Celestial navigation, automatic tracking of stars to determine position, is an often overlooked technology in the current age of satellite navigation systems. Nevertheless, it is one of the key alternatives immune to the vulnerabilities of GPS. Along with inertial guidance, it is employed widely in missile guidance (US’s Snark, Poseidon, Polaris, Trident, MX; China’s CSS-N-4 Mod 0, CSS-NX-4 Mod I, CSS-NX-4 Mod II), satellite attitude determination (XTE, SWAS, STEX, DS-1, WIRE), aircraft (SR-71, RC-135, B2) and spacecraft (shuttle). Star trackers, such as the Lockheed Martin AST-201 are becoming lighter, cheaper, smaller, and more precise.
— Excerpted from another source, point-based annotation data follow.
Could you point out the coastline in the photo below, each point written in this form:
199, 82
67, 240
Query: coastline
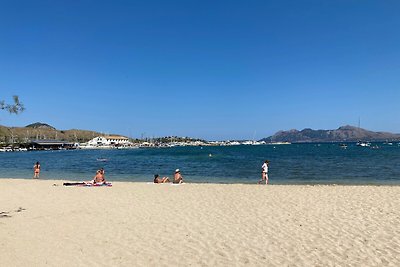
139, 223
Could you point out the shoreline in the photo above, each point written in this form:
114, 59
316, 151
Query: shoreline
360, 183
142, 224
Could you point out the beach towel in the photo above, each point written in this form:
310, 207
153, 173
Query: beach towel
86, 184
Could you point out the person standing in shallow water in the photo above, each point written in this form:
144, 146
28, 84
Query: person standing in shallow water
36, 170
264, 173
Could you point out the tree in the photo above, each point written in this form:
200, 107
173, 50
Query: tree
15, 108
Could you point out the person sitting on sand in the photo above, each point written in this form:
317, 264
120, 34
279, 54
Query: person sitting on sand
159, 180
264, 173
99, 178
36, 170
178, 178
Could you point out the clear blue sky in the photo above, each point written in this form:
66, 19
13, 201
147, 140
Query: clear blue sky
207, 69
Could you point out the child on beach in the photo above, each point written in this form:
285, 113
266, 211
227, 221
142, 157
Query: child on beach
99, 177
178, 178
159, 180
264, 172
36, 170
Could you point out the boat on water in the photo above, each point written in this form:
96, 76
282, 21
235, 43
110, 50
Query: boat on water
344, 146
363, 144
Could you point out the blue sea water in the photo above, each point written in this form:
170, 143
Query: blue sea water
289, 164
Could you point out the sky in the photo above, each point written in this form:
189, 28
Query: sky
205, 69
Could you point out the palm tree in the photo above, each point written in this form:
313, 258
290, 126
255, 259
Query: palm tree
15, 108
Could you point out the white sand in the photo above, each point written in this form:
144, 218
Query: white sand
141, 224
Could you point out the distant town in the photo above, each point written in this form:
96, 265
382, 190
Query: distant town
41, 136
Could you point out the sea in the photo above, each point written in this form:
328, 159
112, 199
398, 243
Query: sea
325, 163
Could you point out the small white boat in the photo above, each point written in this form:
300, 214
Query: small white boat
344, 146
363, 144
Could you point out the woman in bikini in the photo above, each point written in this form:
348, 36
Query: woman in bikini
159, 180
36, 170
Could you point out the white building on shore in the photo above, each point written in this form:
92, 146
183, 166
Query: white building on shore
111, 141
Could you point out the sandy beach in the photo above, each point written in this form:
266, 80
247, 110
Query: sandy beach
43, 223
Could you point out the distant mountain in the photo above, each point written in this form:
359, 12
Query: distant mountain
39, 125
342, 134
43, 131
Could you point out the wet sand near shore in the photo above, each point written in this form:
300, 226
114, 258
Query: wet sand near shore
43, 223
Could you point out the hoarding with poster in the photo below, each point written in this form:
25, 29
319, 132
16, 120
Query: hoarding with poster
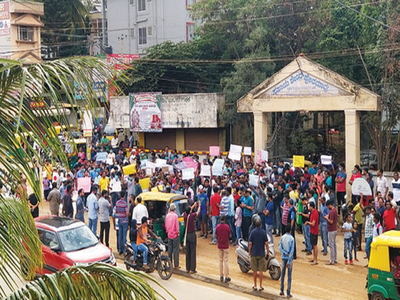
145, 112
5, 30
119, 62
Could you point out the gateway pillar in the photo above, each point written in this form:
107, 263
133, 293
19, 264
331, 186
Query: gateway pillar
352, 143
260, 131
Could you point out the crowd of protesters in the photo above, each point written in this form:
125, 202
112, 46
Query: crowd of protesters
307, 200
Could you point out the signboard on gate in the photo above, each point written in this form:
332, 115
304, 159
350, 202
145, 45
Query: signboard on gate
145, 112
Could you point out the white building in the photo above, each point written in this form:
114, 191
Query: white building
135, 25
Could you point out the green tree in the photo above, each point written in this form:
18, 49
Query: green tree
20, 248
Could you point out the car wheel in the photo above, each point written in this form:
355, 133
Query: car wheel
165, 268
275, 272
377, 296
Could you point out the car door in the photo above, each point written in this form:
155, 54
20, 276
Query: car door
51, 261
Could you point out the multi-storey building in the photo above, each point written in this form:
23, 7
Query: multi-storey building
135, 25
20, 30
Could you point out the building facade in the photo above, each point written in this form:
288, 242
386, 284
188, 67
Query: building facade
135, 25
20, 30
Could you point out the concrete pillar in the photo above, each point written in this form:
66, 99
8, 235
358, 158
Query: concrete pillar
180, 139
260, 130
352, 143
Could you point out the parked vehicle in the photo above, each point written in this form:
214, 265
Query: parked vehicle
273, 265
155, 259
157, 205
67, 242
383, 281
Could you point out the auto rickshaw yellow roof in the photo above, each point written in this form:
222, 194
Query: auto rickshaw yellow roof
166, 197
389, 238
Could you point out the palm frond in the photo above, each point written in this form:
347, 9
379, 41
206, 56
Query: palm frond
97, 281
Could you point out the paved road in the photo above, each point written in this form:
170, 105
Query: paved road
183, 288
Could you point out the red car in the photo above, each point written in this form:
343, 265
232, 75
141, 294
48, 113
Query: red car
67, 242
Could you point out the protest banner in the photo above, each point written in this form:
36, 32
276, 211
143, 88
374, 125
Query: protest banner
298, 161
205, 171
84, 183
218, 166
214, 151
130, 169
360, 185
235, 152
247, 151
188, 174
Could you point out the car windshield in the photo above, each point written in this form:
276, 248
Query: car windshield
77, 238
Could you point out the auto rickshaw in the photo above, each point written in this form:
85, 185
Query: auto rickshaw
384, 267
157, 206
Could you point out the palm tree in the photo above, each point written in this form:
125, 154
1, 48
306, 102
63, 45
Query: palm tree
20, 249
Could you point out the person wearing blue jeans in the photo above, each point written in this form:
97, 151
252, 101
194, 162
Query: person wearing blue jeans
323, 211
141, 240
286, 247
306, 228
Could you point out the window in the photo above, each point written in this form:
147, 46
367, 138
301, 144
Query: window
25, 33
143, 36
141, 5
189, 31
189, 3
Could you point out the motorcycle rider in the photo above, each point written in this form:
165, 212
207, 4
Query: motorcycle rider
142, 240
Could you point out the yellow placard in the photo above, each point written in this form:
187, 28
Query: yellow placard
128, 170
145, 183
298, 161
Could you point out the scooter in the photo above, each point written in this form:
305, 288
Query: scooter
155, 259
273, 265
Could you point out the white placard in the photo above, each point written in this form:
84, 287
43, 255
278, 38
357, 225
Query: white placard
253, 180
326, 160
247, 151
55, 176
218, 167
150, 165
360, 185
116, 187
187, 174
264, 155
171, 170
160, 162
205, 171
235, 152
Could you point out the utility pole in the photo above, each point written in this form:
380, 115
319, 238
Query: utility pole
104, 41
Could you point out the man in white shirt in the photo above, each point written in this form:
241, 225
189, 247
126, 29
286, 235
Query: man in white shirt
114, 144
396, 187
382, 184
139, 212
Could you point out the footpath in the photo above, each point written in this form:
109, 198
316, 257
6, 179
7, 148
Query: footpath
322, 281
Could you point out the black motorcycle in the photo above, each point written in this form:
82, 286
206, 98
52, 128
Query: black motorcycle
155, 259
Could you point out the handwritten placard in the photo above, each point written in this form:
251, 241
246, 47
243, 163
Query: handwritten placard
326, 160
235, 152
298, 161
84, 183
101, 156
205, 171
188, 174
218, 167
247, 150
253, 180
214, 151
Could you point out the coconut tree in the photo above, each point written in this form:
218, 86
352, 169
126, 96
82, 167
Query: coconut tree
24, 122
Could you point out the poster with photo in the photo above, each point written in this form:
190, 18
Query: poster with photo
145, 112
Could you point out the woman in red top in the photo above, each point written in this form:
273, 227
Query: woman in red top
356, 174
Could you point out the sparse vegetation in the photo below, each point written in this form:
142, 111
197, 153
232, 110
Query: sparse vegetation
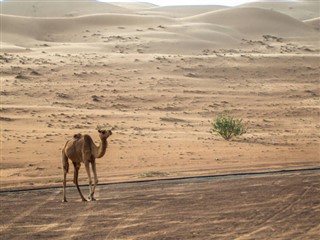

China is a leader in this area and its researchers are publishing an increasing number of papers both in international and domestic journals. For example, researchers at Qinghua University’s Department of Precision Instruments and Mechanics have developed an original “4-star matching” identification algorithm for a charge-coupled device (CCD) or complementary metal oxide semiconductor (CMOS). Tests of the algorithm using an on-board database (composed of a brightness independent guide mission catalog and K-vector star pair catalog) with a CMOS active pixel sensor (APS) star tracker resulted in a 99.9% success rate in identification to acquire 3-axis attitude when the angular measurement accuracy of the tracker is at least 0.01 degrees. Researchers in the Chinese Academy of Sciences and Changchun Institute of Optics, Fine Mechanics, and Physics are looking to overcome the impracticality of CCD in small satellites and other craft, and instead are exploring the advantages of CMOS APS (no blooming, single power, low power consumption, small size, little support circuitry, simple system design, direct digital input, radiation-hard). They have developed a prototype ground-based star camera based on a STAR250 CMOS image sensor and a subpixel accuracy centroiding algorithm. The faculty of the Second Artillery Engineering College in Xian have been publishing papers on methods for determining attitude of missiles in free flight and others are examining FPGA-based submarine star tracking systems.
US GPS will continue to dominant navigation systems. However, like the personal computer’s challenge to the mainframe, ever smaller, cheaper, robust, and precise star trackers will weaken this advantage. As celestial navigation technology becomes more widely available and creatively applied in more platforms, it has the potential to become a cheap and reliable means of determining position, especially on ground systems, as the “poor man’s GPS.” This will weaken the US’s tactical advantage in both the battlefield and the marketplace. China, as a developer and manufacturer of such systems, stands to benefit greatly especially in sales to third world countries.